Constraint/objective transformation (clause gadgets):
3. For each clause $C_j = (\ell_a \lor \ell_b \lor \ell_c)$:

• Add a triangle (3 edges, weight 1 each) connecting the three literal-vertices.
• For each literal $\ell$ in the clause, add an edge of weight 1 between the literal-vertex and its complement-vertex (these accumulate onto the variable-gadget edges when parallel edges are merged).

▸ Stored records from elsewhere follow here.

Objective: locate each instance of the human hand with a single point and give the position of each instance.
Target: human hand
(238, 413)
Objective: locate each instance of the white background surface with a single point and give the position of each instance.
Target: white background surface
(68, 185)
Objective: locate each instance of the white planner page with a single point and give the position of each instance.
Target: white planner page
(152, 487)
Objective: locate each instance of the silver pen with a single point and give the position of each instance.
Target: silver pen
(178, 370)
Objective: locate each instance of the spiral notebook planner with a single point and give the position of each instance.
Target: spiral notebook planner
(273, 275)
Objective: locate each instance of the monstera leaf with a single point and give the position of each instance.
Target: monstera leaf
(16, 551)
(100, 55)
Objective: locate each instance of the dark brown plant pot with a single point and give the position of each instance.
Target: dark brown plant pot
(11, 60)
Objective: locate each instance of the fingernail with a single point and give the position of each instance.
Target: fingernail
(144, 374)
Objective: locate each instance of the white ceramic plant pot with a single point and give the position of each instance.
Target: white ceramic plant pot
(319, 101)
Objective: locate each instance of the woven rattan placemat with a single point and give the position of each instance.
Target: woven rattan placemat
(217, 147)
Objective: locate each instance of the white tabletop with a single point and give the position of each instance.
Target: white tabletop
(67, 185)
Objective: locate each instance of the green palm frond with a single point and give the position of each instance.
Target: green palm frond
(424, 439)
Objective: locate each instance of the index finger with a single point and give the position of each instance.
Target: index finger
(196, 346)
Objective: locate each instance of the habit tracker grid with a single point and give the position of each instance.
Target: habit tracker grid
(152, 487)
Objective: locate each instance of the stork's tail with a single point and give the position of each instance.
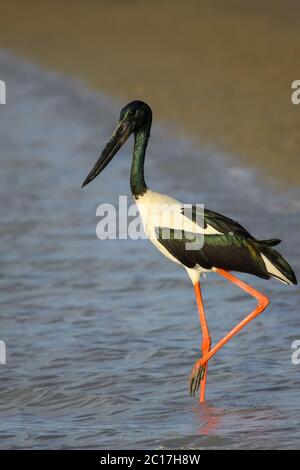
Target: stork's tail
(276, 265)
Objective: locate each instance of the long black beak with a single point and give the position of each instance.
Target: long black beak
(118, 138)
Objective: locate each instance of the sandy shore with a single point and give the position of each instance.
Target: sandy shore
(221, 71)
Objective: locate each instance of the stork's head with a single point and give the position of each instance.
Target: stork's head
(132, 118)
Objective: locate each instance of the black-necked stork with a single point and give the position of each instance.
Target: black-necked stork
(226, 245)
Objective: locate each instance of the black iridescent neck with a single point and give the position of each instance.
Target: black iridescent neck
(137, 179)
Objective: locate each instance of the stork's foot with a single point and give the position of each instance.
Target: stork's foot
(196, 377)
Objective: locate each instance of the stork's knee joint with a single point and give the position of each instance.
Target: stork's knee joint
(264, 302)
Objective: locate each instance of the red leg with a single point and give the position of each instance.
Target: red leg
(263, 302)
(206, 340)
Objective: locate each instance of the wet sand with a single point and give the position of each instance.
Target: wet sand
(221, 71)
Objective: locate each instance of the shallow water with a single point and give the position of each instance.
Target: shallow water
(101, 336)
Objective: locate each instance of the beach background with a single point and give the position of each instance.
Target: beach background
(101, 335)
(218, 71)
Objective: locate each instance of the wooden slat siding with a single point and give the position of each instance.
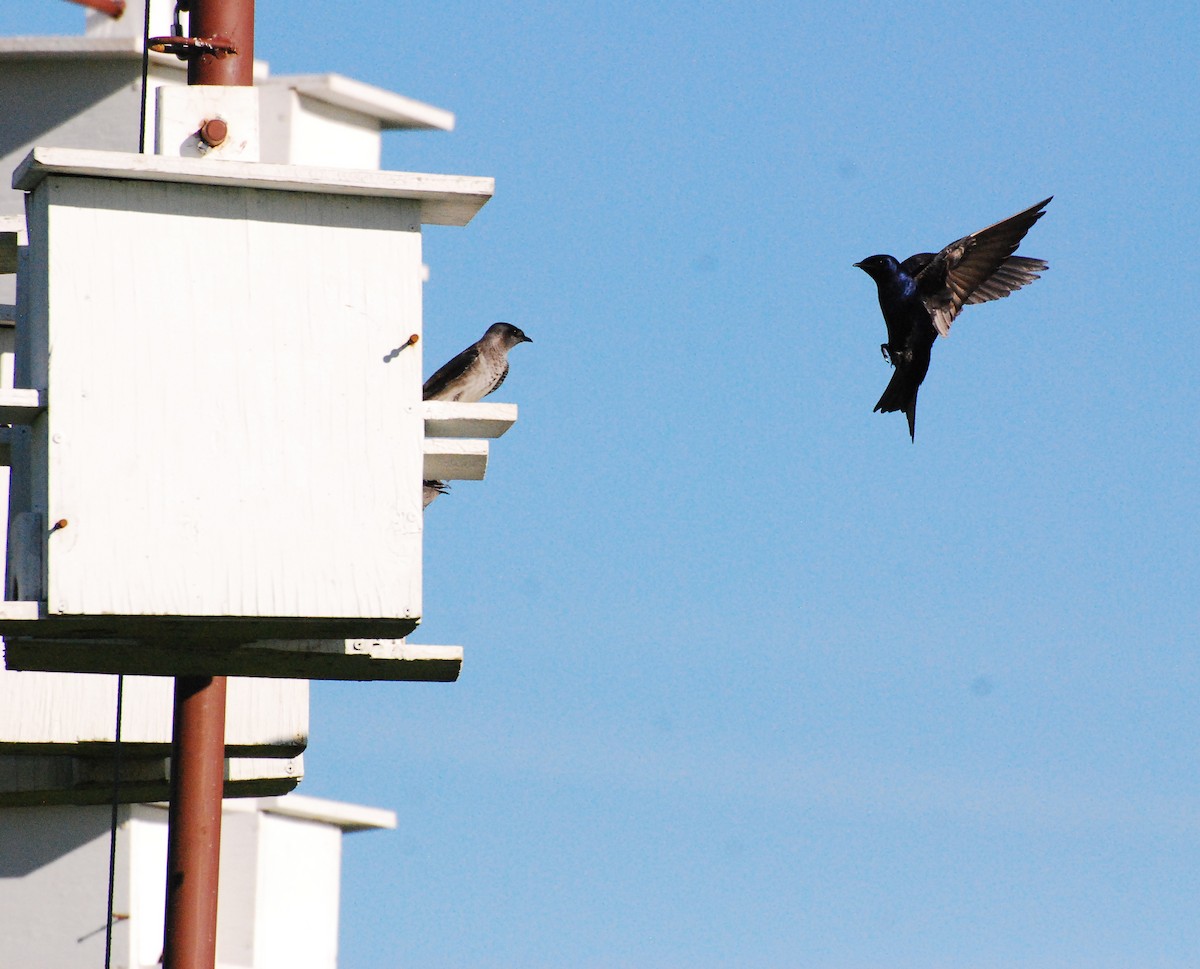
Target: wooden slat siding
(239, 450)
(49, 710)
(40, 781)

4. Cut threshold: The instance is satisfiable iff the maximum cut value $\geq n \cdot m + 2m$. Each variable gadget contributes $m$ + (number of occurrences) from the forced-opposite edges; each satisfied clause contributes exactly 2 from its triangle.

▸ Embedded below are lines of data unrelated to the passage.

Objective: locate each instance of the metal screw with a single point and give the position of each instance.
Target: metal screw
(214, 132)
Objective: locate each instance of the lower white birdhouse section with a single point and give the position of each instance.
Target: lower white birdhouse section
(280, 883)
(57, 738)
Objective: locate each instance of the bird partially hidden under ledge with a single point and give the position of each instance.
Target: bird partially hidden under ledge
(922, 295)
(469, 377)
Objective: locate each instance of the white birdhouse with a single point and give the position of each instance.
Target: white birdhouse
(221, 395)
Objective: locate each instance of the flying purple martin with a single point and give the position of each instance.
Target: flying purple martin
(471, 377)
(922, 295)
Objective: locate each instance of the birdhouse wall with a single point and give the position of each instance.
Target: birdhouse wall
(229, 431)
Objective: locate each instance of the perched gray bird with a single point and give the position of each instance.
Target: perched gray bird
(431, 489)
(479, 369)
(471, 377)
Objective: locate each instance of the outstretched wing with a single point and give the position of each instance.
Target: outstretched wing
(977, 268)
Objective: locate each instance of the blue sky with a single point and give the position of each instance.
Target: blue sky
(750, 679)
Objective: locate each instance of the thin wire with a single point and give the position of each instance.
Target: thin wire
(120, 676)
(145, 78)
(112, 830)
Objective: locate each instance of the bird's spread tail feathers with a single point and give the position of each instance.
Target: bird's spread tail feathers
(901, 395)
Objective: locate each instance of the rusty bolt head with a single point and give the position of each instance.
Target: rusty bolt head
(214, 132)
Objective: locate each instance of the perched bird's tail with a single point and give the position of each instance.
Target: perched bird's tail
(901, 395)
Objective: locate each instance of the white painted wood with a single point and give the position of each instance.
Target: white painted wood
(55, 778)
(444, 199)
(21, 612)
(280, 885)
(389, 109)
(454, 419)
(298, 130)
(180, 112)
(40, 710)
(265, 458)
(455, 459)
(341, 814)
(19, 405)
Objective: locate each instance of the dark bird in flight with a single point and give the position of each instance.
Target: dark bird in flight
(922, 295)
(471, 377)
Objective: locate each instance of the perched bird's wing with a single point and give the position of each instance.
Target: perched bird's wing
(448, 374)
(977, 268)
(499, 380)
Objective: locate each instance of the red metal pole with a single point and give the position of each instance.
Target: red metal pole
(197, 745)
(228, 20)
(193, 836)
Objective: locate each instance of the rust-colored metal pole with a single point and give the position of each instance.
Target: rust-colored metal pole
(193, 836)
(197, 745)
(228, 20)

Solution extraction: For variable $x_i$, if $v_i$ is on side $S$ of the partition, set $x_i = \text{true}$; otherwise $\text{false}$. The complement vertex $v_i'$ will be on the opposite side in any optimal cut.

Size Overhead

Target metric (code name)	Polynomial (using symbols above)
num_vertices	$2n$
num_edges	$n + 6m$ (variable-gadget base edges + 3 triangle edges + 3 complement edges per clause; parallel edges merged by summing weights)

Validation Method

• Construct small 3-SAT instances, reduce to MaxCut, solve both with BruteForce.
• Verify that satisfying assignments map to maximum cuts, and unsatisfiable instances have strictly smaller maximum cut.
• Test with both satisfiable and unsatisfiable instances.

Example

Source: 3-SAT with $n=3$, $m=2$

• Variables: $x_1, x_2, x_3$
• $C_1 = (x_1 \lor x_2 \lor x_3)$
• $C_2 = (\neg x_1 \lor \neg x_2 \lor x_3)$

Reduction:

• Vertices: $v_1, v_1', v_2, v_2', v_3, v_3'$ (6 vertices total)
• Variable gadget edges: $(v_1, v_1')$ $w=2$, $(v_2, v_2')$ $w=2$, $(v_3, v_3')$ $w=2$
• $C_1$ triangle: $(v_1, v_2)$ $w=1$, $(v_2, v_3)$ $w=1$, $(v_1, v_3)$ $w=1$
• $C_1$ complement edges: add $w \mathrel{+}= 1$ to $(v_1, v_1')$, $(v_2, v_2')$, $(v_3, v_3')$
• $C_2$ triangle: $(v_1', v_2')$ $w=1$, $(v_2', v_3)$ $w=1$, $(v_1', v_3)$ $w=1$
• $C_2$ complement edges: add $w \mathrel{+}= 1$ to $(v_1', v_1)$, $(v_2', v_2)$, $(v_3, v_3')$
• Final variable gadget weights: $(v_1, v_1')$ $w=4$, $(v_2, v_2')$ $w=4$, $(v_3, v_3')$ $w=4$

Solution: $x_1=\text{T}$, $x_2=\text{F}$, $x_3=\text{T}$ satisfies both clauses. Partition $S={v_1, v_2', v_3}$, complement $={v_1', v_2, v_3'}$. The cut crosses all variable-gadget edges (contributing 12) plus clause triangle edges that span the partition.